RPC tends to be slow. It does depend on implementation but where we have seen this implemented, e.g. recent changes to Pianoteq have often used a slow (e.g. 50ms) processing loop which can add significant latency to messages and actions. It is a matter of choosing the right protocol based on requirements. I have done a lot of control and monitoring programming and development of various systems. There is often conflicting requirements: you want low latency control and monitoring, sometimes to a large quantity of clients (not necessarily an issue here) with high reliability with handling of delayed and out-of-order messages, e.g. you may not want to set a value if the message arrives seconds later! The reliability comes from some form of handshaking which adds to the complexity of messaging, especially in a large, distributed system. As I say, that is less of an issue with Zynthian and similar systems. OSC is a high-level protocol that may be carried on any suitable (or unsuitable) transport layer. The only transport I have seen
used is UDP/IP unicast. This works well to deliver messages promptly to a small quantity of clients but does not have handshaking. I have heard this coined as send and pray. There are other delivery protocols that provide reliable delivery, e.g. TCP/IP which has a massive overhead and undefined latency. There is a protocol that provides some of the TCP reliability over UDP with guaranteed reliability and latency figures that I was looking at for another project. (I can’t recall just now but might be DCM.) Anyway - the low-level transport is a consideration that is kinda separate from the high-level protocol. I quite like OSC because it is targeted at our use-case (control and monitoring of audio devices), is simple and extensible, has open source libraries and is already in use in Zynthian. It has relatively low latency and on a small, closed network is quite reliable. (Most/all unicast packets will reach their destination if the transport remains intact. Wifi may disappear randomly but the OS generally buffers messages during temporary loss of connection.)
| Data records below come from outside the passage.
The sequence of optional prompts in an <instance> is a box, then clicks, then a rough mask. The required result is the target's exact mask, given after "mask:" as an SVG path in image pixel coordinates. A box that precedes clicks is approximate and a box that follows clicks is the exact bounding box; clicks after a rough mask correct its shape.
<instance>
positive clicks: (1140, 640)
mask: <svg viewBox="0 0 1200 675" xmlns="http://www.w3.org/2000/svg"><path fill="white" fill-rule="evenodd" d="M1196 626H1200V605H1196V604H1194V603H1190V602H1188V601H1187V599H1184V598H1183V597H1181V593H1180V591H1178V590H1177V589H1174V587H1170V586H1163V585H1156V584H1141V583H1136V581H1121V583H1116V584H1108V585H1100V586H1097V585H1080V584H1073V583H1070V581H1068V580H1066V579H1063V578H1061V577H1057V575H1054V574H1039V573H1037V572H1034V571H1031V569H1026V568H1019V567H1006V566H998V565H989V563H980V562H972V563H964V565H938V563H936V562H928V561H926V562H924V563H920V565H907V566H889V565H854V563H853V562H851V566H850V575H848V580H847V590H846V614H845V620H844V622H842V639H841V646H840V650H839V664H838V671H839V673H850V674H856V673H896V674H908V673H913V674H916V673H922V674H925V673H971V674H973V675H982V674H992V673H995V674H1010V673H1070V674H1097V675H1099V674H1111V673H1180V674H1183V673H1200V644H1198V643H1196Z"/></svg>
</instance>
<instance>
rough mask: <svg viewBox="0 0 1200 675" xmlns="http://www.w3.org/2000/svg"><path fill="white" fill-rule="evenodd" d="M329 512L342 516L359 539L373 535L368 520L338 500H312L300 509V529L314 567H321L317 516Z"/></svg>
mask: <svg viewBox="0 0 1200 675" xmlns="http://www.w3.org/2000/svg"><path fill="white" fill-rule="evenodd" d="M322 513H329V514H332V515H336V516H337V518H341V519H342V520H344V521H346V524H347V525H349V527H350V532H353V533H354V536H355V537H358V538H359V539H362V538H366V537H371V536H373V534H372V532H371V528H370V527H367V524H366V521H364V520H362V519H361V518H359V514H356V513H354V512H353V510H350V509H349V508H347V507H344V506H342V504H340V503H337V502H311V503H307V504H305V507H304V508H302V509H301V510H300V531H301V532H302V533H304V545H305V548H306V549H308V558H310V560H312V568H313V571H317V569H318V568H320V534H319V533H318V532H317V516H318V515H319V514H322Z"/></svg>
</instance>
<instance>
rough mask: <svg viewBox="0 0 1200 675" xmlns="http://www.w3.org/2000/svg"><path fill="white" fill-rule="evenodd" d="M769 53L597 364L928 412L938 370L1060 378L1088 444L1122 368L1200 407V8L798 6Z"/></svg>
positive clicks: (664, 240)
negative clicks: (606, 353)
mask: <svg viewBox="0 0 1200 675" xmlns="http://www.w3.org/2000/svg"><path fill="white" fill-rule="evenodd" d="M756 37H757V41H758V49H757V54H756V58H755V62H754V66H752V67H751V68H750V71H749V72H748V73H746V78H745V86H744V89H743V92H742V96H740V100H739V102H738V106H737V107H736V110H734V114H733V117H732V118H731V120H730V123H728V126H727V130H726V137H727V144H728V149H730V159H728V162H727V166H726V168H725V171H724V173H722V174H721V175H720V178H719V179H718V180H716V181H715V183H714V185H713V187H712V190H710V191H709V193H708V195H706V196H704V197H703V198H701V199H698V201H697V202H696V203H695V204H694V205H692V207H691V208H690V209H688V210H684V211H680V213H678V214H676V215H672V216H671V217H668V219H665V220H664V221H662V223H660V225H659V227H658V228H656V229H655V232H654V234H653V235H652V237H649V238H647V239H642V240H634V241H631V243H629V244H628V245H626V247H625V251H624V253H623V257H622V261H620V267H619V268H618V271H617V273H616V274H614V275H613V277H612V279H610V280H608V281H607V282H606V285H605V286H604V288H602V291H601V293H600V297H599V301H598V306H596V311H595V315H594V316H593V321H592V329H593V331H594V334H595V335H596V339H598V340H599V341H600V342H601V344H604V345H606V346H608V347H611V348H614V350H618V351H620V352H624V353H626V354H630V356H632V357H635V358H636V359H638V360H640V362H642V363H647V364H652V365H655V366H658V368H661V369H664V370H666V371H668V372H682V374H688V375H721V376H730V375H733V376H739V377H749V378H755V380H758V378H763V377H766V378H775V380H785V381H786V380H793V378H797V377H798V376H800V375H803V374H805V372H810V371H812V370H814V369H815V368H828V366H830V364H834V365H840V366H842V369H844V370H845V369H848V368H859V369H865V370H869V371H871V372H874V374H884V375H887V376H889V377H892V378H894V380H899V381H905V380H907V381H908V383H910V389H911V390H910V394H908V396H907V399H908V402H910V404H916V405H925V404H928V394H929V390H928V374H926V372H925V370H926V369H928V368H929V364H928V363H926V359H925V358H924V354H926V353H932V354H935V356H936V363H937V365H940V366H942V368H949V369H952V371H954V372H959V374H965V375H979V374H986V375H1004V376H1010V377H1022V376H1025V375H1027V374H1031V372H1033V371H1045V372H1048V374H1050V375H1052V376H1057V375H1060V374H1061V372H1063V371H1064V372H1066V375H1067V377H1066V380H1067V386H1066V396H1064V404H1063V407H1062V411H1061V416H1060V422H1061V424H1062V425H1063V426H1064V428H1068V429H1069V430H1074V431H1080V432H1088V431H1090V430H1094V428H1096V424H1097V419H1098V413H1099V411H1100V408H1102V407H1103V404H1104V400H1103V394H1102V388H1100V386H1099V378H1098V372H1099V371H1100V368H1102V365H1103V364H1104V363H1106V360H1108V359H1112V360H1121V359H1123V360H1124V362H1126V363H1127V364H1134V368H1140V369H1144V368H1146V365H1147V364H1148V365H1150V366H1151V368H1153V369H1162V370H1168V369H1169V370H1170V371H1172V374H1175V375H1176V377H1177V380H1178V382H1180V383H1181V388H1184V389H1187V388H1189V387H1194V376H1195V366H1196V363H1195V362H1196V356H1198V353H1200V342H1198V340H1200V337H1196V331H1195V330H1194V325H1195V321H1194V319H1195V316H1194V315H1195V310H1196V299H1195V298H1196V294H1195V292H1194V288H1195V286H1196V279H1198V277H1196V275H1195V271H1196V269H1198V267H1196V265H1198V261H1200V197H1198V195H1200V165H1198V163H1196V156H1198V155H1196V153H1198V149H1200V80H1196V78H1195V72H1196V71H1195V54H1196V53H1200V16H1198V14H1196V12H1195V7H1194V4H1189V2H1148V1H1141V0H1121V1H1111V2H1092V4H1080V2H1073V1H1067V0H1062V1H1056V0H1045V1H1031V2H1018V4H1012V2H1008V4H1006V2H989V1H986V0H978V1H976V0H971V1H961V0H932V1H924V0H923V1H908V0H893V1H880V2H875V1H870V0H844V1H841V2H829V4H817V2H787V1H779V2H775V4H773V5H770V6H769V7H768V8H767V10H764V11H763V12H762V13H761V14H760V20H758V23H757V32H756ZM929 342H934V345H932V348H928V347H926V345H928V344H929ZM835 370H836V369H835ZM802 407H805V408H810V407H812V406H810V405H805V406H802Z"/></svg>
Check out this post for discussion on API (high-level stuff). I am currently mostly concerned with shaping the core architecture to allow such a high-level API to access core elements. I defer decision on low-level transport until later but for now (for test and current stable operation) use OSC over unicast UDP/IP. It is working well enough and that is what we want. (No need to over engineer a solution. Pragmatism is king. Let’s deliver something that works rather than not deliver something that works too well!!!)
We use tinyOSC which is a cool and simple implementation of OSC over UDP/IP. We could send tallies (feedback) via broadcasts or multicasts but there are issues there which I am happy to describe, but not now… other things to do!